La recherche c’est bien, mais on fait quoi des malades actuels ?
Ma seconde critique envers le Téléthon est plus matérielle si je puis dire : il y a des milliers de myopathes en France, et un fauteuil électrique, par exemple, c’est hors de prix.
Quant aux adaptations nécessaires dans une maison, pour la rendre accessible à une personne handicapée, elles ne sont pas toutes remboursées à 100%.
Et je ne parle pas des personnes handicapées qui passent leurs vacances et week-end à l’hôpital car ils ne peuvent pas rentrer chez eux : ils n’ont pas d’appartement au rez de chaussée, pas de maisons sans marches ou pas de portes suffisamment grandes pour laisser passer le fauteuil… Car oui, à la différence de ce qu’on nous montre dans le film "Intouchables", tous les handicapés ne sont pas milliardaires.
Du coup, ça devient un peu plus dur le quotidien. Le Téléthon collecte en moyenne 90 millions d’euros chaque année, et la grande majorité va à la recherche. Alors oui, la recherche ça a du bon, mais combien de myopathes meurent chaque années attendant ce remède, combien ne seront plus là pour en profiter ?
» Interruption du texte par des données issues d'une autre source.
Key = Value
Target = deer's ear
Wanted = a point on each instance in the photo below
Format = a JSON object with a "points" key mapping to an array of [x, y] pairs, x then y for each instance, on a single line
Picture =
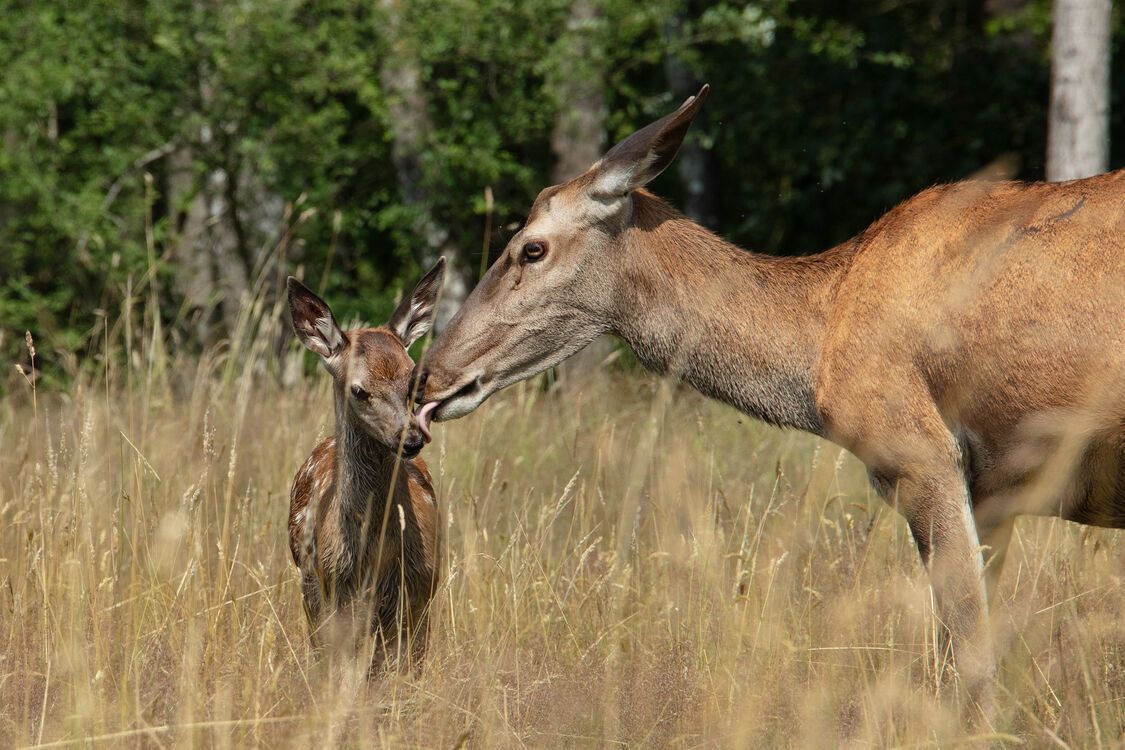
{"points": [[313, 322], [637, 160], [414, 315]]}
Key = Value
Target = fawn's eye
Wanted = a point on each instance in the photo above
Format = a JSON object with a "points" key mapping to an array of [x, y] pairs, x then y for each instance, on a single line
{"points": [[534, 250]]}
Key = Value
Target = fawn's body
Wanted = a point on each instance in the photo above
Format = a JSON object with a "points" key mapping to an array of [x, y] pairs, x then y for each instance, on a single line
{"points": [[362, 517]]}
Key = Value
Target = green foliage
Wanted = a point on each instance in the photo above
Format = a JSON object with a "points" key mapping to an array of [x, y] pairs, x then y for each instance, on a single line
{"points": [[822, 116]]}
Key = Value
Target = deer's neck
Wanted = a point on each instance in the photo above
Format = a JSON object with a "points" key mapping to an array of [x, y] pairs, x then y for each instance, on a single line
{"points": [[741, 328], [366, 472]]}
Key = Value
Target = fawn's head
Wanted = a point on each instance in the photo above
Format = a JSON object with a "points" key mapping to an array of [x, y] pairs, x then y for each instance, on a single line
{"points": [[370, 367], [554, 288]]}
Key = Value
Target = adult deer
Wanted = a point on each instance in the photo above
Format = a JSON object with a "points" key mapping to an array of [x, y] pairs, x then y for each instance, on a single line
{"points": [[969, 346], [362, 517]]}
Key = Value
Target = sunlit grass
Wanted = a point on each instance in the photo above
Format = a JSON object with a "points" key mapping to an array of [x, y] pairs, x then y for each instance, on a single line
{"points": [[627, 563]]}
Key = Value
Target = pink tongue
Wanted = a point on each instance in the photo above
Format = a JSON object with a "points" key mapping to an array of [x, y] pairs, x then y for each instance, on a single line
{"points": [[423, 418]]}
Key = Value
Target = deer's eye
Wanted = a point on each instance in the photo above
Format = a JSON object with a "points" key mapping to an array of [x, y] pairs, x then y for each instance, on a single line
{"points": [[534, 251]]}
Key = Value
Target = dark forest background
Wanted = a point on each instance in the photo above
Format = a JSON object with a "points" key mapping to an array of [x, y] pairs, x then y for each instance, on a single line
{"points": [[190, 153]]}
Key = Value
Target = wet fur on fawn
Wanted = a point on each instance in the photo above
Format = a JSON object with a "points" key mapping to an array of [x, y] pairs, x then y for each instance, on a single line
{"points": [[363, 522]]}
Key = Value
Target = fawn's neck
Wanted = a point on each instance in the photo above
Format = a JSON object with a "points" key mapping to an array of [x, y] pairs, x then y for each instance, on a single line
{"points": [[368, 475]]}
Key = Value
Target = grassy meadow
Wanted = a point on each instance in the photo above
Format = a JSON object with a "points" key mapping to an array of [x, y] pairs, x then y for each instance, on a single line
{"points": [[626, 565]]}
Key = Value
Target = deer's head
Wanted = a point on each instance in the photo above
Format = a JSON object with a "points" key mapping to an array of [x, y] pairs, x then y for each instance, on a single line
{"points": [[552, 289], [370, 368]]}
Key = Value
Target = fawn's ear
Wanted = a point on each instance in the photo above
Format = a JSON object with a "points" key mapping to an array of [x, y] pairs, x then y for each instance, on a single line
{"points": [[414, 315], [640, 157], [313, 322]]}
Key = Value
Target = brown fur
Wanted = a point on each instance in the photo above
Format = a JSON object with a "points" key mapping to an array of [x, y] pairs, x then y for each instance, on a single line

Alors au lieu d’améliorer les lendemain de ceux qui y parviendront vivants (car le remède, ce n’est pas pour tout de suite), pourquoi ne pas améliorer le quotidien de ceux qui souffrent aujourd’hui ?
Bien sûr, il y a la prime handicapé, qui devait s’élever au SMIC (Monsieur le President, c’était dans vos "promesses"), mais elle est toujours à 785 € par mois. Et hélas, on ne vit pas avec cette somme d’argent.
Sachant que quand on touche plus que le SMIC on ne touche plus la prime, au final la personne handicapée (qui a plus de frais qu’une personne "valide") se retrouve avec un peu plus de 1 100€ par mois. Bon courage avec ça.
Je souhaiterais donc que le téléthon débourse un peu de ces sommes faramineuses qu’il amasse chaque année, afin de partager avec les principaux intéressés : les malades. Et si Monsieur le Téléthon pouvait également montrer une nouvelle image de la myopathie, ce serait mieux que ce qu’on voit chaque année, et qui ne représente qu’une infime partie des malades.